American lawyer and theatrical producer (1858–1936)

Marc Klaw (born Marcus Alonzo Klaw, May 29, 1858 – June 14, 1936) was an American lawyer, theatrical producer, theater owner, and a leading figure of the Theatrical Syndicate.

==Life and work==

Referred to as both Mark and Marc, he was born in Paducah, Kentucky, the child of Jewish immigrants from Germany. He studied law at Louisville Law School, graduating in 1879. He established a law practice in Louisville, and worked as a part-time drama critic.

In 1881 he moved to New York City to work on legal issues regarding the theater for theater executive Gustave Frohman. Klaw was drawn to the theater business, and for several years was a manager of tours. He formed a partnership with A. L. "Abe" Erlanger that started as a theatrical booking agency in New York City in 1888.

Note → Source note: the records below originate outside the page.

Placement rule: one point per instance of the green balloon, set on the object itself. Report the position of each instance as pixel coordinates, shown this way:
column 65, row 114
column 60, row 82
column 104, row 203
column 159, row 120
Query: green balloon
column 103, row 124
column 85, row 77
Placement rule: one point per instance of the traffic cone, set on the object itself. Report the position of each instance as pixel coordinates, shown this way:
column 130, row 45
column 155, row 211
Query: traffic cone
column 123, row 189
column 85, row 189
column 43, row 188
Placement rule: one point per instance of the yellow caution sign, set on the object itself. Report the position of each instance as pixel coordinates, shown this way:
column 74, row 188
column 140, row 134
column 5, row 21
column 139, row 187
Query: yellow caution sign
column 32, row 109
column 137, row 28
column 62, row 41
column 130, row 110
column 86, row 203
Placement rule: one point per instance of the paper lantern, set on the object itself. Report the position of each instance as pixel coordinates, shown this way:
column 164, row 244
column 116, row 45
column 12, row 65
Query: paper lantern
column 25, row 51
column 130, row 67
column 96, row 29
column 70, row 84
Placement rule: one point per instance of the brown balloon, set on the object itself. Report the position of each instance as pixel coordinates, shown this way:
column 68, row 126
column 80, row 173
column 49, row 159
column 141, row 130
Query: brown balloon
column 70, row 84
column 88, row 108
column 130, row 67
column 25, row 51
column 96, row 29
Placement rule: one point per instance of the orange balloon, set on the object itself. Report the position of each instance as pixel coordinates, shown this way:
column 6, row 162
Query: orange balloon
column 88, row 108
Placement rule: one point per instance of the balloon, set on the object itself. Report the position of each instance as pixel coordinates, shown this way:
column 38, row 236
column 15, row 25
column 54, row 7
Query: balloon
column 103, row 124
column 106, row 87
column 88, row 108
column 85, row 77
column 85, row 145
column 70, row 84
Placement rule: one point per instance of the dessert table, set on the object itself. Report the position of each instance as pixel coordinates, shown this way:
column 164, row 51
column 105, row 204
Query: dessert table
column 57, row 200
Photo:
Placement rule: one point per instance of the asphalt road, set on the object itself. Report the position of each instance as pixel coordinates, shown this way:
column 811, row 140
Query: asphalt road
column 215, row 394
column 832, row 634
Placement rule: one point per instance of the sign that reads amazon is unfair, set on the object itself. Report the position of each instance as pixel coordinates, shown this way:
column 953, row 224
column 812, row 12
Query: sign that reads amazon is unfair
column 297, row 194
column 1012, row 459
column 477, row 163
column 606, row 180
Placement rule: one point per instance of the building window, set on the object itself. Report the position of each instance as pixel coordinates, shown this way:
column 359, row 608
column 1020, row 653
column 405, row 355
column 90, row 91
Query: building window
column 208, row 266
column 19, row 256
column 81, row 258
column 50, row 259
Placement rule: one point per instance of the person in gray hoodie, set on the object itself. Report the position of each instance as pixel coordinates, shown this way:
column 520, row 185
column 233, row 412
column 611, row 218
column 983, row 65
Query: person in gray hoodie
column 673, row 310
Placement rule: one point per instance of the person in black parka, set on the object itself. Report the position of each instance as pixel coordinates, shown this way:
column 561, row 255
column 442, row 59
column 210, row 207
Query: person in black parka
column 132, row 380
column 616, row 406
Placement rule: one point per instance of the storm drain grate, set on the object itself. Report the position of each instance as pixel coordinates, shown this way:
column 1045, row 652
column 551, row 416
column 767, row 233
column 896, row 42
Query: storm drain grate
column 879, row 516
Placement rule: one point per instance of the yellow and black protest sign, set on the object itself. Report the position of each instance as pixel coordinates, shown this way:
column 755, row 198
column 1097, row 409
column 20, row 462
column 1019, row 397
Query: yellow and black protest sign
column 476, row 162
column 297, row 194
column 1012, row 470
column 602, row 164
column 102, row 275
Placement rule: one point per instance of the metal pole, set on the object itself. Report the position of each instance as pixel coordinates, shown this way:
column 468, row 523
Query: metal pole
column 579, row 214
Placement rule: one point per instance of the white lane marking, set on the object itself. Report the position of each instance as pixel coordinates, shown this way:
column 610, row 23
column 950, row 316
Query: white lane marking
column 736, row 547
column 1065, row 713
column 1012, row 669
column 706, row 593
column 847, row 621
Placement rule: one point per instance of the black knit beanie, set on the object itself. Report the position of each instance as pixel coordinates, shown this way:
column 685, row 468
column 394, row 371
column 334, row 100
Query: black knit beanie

Operating as "Klaw & Erlanger" they expanded their business through the acquisition and construction of theaters, to the point where they controlled most of the theaters in the U.S. South and several major locations in New York. Among their holdings were they owned "Klaw and Erlanger's Costume Company" and the "Klaw & Erlanger Opera Company."

By 1895 Klaw & Erlanger were the second-largest booking company in the US.

In 1896, Klaw & Erlanger joined with Al Hayman, Charles Frohman, Samuel F. Nixon, and J. Fred Zimmerman to form the "Theatrical Syndicate". Their organization established systemized booking networks throughout the US and created a monopoly that controlled every aspect of contracts and bookings until the late 1910s when the Shubert brothers broke their hold on the industry.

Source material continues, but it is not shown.